Toda la ignominia y la amargura del inválido fueron mías en aquel instante. Estar desamparado, sujeto, incapaz de actuar. No pude hacer absolutamente nada. Sorprendido por el salvajismo de Gabriel, nada pude hacer por prevenirlo.
Vi cómo el rostro de Isabella se estremecía lentamente de dolor. Sus labios estaban apretados. No se movía. Sus ojos seguían fijos en los de Gabriel.
—¿Está usted loco, Gabriel? —grité—. ¿Qué demonios cree que está haciendo?
No me prestó la más mínima atención. Igual que si yo no estuviera en la habitación.
De repente, con un rápido movimiento, arrojó el cigarro a la chimenea.
—Me retracto —le dijo a Isabella—. Lo puede soportar perfectamente.
Y después, sin decir más, salió de la habitación.
Yo casi no podía articular las palabras que se me habían amontonado en la garganta.
—¡El muy bruto, el salvaje! ¿Qué demonios creía que estaba haciendo? ¡Le debían haber pegado un tiro!
Isabella, con los ojos fijos en la puerta, se pasaba cuidadosamente un pañuelo por la zona quemada. Lo hacía, si se puede utilizar el término, casi con gesto ausente, como si sus pensamientos estuvieran en otra parte.
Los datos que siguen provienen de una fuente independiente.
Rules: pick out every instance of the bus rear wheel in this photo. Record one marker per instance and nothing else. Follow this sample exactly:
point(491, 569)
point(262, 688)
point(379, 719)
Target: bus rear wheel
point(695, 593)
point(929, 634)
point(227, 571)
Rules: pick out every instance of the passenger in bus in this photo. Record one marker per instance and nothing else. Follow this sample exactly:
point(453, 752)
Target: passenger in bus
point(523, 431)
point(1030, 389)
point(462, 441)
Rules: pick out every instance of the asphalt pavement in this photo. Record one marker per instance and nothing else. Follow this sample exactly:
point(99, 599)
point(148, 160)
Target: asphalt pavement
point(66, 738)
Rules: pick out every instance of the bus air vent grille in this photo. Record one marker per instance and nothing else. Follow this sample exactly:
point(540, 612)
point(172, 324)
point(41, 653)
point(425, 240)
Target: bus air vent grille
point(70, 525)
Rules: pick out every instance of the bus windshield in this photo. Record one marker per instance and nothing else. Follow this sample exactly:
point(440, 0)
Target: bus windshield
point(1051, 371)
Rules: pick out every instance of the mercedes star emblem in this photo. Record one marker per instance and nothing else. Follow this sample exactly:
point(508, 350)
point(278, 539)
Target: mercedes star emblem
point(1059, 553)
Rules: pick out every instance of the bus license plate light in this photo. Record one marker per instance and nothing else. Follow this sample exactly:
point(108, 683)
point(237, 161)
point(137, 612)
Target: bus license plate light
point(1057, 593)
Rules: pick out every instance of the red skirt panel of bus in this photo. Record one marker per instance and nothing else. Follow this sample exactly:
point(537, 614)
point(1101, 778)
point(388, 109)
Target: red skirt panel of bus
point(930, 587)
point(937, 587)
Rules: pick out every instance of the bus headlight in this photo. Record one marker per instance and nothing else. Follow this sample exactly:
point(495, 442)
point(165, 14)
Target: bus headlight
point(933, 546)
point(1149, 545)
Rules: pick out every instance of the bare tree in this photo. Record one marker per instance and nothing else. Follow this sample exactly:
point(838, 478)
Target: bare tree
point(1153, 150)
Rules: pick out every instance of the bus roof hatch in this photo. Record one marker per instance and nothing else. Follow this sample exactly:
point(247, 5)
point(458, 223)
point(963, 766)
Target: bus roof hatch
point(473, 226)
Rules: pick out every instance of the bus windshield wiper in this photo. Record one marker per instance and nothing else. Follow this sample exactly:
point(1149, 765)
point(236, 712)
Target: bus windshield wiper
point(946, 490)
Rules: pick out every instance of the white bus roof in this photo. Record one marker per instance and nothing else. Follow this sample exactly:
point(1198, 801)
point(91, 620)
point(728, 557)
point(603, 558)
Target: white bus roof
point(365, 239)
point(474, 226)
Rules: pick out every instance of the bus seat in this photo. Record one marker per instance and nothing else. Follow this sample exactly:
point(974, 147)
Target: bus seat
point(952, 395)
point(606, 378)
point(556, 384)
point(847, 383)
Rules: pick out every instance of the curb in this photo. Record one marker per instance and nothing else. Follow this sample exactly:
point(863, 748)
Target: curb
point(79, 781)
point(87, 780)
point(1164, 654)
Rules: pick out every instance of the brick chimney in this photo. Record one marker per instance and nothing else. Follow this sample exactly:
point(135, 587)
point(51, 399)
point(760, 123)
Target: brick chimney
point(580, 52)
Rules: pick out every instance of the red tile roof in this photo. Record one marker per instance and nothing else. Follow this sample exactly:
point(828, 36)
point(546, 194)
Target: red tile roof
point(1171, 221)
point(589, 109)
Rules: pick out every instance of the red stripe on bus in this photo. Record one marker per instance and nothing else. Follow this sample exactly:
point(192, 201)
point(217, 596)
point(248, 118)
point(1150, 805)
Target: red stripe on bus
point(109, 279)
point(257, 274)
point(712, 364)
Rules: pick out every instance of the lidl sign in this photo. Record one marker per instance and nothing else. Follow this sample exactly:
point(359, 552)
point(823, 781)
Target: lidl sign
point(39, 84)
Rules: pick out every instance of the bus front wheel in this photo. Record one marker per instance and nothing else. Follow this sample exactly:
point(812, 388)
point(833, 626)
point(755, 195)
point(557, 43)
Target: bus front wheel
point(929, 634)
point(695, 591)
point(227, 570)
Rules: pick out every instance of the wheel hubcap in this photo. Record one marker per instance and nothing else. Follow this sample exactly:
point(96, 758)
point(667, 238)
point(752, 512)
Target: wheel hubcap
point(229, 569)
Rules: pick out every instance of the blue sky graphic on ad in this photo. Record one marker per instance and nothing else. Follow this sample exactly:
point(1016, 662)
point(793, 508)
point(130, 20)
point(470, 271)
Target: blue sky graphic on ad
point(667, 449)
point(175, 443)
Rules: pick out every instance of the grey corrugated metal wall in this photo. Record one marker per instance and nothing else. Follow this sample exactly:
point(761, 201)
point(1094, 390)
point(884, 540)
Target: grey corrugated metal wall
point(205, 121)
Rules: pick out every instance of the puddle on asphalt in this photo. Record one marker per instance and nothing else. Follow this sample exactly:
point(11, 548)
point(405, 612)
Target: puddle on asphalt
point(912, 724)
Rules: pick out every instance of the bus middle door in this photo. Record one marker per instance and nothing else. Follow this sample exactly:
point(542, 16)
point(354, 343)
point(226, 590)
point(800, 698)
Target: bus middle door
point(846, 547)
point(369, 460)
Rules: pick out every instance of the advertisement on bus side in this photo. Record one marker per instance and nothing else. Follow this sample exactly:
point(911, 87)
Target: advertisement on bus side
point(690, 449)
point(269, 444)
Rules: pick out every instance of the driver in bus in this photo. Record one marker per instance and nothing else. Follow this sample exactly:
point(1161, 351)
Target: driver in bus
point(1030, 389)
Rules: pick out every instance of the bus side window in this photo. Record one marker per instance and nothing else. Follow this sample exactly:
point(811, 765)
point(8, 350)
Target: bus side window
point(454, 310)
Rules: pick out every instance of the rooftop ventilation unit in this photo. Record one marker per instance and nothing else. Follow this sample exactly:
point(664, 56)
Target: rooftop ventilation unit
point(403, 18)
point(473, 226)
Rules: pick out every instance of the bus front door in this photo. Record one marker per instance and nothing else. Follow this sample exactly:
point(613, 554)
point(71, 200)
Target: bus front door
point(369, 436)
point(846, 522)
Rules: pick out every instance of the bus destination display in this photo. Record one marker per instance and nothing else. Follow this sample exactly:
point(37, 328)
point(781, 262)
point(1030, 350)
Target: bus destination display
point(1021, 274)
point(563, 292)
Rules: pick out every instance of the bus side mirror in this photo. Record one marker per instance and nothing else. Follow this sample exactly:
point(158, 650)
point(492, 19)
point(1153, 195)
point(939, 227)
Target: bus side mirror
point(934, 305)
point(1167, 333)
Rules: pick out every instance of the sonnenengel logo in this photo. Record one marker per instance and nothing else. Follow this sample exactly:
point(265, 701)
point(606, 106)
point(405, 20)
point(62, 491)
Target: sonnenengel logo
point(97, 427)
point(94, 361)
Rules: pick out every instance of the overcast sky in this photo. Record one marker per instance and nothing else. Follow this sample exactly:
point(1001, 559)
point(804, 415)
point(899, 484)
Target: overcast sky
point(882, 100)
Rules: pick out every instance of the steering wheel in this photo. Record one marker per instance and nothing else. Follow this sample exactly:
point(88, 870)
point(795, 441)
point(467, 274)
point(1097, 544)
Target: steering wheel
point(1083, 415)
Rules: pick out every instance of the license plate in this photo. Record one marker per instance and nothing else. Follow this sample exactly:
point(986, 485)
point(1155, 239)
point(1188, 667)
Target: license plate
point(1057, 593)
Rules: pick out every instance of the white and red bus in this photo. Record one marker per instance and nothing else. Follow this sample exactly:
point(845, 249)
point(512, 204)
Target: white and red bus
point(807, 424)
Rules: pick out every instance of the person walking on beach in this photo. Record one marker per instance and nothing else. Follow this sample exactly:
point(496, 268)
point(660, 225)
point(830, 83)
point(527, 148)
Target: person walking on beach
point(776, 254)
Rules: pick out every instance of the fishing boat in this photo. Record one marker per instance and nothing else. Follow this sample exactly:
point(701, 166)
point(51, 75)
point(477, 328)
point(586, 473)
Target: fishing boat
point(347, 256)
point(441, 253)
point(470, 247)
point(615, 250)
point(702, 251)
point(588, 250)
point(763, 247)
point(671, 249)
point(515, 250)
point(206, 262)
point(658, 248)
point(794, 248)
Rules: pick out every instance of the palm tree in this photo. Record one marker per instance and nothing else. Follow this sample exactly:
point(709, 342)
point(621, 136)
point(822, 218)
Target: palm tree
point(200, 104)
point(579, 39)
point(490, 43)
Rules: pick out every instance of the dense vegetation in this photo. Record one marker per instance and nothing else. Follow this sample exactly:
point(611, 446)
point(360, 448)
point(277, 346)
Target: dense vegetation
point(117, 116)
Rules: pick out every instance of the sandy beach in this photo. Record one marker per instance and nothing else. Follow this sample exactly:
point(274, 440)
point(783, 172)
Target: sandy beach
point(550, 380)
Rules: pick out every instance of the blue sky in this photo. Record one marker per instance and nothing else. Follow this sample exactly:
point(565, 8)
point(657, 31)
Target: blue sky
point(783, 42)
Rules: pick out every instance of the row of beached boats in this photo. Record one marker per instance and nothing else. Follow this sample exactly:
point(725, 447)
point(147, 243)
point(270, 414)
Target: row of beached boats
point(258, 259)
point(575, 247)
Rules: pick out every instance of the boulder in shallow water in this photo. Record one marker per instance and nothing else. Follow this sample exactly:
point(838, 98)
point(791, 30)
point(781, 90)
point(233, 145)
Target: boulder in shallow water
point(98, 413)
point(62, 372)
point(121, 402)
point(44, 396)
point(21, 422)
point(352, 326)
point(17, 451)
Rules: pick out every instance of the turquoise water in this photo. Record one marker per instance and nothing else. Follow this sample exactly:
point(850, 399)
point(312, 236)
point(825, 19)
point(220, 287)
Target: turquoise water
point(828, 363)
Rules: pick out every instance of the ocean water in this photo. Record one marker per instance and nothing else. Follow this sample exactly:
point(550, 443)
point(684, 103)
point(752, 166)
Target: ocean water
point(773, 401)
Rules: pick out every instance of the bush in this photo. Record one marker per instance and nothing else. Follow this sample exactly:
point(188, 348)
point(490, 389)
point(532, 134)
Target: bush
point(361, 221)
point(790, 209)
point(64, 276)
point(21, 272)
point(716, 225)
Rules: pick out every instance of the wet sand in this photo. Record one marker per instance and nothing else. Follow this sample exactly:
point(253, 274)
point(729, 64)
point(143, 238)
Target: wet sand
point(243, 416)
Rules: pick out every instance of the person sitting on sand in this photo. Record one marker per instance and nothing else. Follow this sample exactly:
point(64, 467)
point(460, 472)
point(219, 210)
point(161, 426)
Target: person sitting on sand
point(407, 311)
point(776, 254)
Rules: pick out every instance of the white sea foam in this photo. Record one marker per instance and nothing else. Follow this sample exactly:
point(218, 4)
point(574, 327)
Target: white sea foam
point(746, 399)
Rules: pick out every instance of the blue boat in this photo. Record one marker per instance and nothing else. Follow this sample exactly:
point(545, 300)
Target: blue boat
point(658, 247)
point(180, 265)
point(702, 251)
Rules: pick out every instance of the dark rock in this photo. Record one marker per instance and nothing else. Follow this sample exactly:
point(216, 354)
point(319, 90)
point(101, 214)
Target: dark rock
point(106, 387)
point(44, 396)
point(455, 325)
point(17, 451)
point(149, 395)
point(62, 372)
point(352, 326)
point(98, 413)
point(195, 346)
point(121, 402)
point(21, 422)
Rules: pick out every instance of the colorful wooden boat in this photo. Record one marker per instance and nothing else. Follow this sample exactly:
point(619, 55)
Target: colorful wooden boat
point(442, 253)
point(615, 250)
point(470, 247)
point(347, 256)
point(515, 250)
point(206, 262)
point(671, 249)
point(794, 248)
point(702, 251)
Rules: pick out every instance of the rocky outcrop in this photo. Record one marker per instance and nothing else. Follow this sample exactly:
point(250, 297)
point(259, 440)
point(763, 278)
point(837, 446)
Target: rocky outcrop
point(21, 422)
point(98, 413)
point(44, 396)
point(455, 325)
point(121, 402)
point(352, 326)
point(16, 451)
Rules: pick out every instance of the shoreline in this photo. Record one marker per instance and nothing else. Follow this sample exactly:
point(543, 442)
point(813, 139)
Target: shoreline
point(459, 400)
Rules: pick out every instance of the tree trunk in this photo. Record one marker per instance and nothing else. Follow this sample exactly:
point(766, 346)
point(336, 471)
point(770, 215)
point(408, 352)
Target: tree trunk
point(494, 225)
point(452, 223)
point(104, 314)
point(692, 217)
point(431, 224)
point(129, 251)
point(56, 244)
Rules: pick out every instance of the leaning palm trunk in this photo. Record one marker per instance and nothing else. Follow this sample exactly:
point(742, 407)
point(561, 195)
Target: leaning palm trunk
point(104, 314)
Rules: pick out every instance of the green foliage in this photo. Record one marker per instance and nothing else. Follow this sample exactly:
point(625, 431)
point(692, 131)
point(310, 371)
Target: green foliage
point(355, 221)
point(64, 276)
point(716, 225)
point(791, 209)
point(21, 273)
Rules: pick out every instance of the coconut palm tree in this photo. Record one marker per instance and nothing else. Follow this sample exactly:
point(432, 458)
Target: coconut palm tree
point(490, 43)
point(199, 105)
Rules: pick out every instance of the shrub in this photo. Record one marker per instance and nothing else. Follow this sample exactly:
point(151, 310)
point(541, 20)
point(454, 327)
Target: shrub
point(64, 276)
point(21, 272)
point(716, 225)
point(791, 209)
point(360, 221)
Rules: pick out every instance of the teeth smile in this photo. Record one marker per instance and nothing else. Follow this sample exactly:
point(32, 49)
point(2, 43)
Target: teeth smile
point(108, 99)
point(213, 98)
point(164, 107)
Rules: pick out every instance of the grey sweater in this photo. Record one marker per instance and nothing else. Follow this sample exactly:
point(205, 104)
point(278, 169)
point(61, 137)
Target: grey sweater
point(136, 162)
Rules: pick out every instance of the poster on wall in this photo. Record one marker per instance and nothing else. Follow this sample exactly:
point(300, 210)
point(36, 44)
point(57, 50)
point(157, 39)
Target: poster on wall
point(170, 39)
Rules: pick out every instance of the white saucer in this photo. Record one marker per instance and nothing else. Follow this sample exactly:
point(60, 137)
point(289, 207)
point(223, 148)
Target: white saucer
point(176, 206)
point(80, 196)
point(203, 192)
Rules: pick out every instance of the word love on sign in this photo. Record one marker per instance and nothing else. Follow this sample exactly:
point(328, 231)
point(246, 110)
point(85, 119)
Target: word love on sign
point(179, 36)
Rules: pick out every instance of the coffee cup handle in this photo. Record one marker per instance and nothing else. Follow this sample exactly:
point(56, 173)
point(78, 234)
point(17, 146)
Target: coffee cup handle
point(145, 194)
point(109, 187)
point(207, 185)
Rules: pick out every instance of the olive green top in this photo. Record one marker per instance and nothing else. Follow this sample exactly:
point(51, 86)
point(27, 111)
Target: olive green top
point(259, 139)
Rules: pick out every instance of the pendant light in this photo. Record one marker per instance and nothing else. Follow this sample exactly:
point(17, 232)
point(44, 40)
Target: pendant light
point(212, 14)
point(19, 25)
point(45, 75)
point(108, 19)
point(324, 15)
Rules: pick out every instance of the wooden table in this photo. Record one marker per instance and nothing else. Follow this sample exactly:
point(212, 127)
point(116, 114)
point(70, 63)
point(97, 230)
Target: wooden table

Después, como si volviera de un largo viaje, me miró.
—¿Qué pasa? —preguntó.
Parecía un poco sorprendida.
Intenté decirle, incoherentemente, lo que pensaba de la acción de John Gabriel.
—No veo por qué está tan indignado —dijo—. El mayor Gabriel solo comprobaba si yo podía aguantar el dolor. Ahora ya sabe que puedo.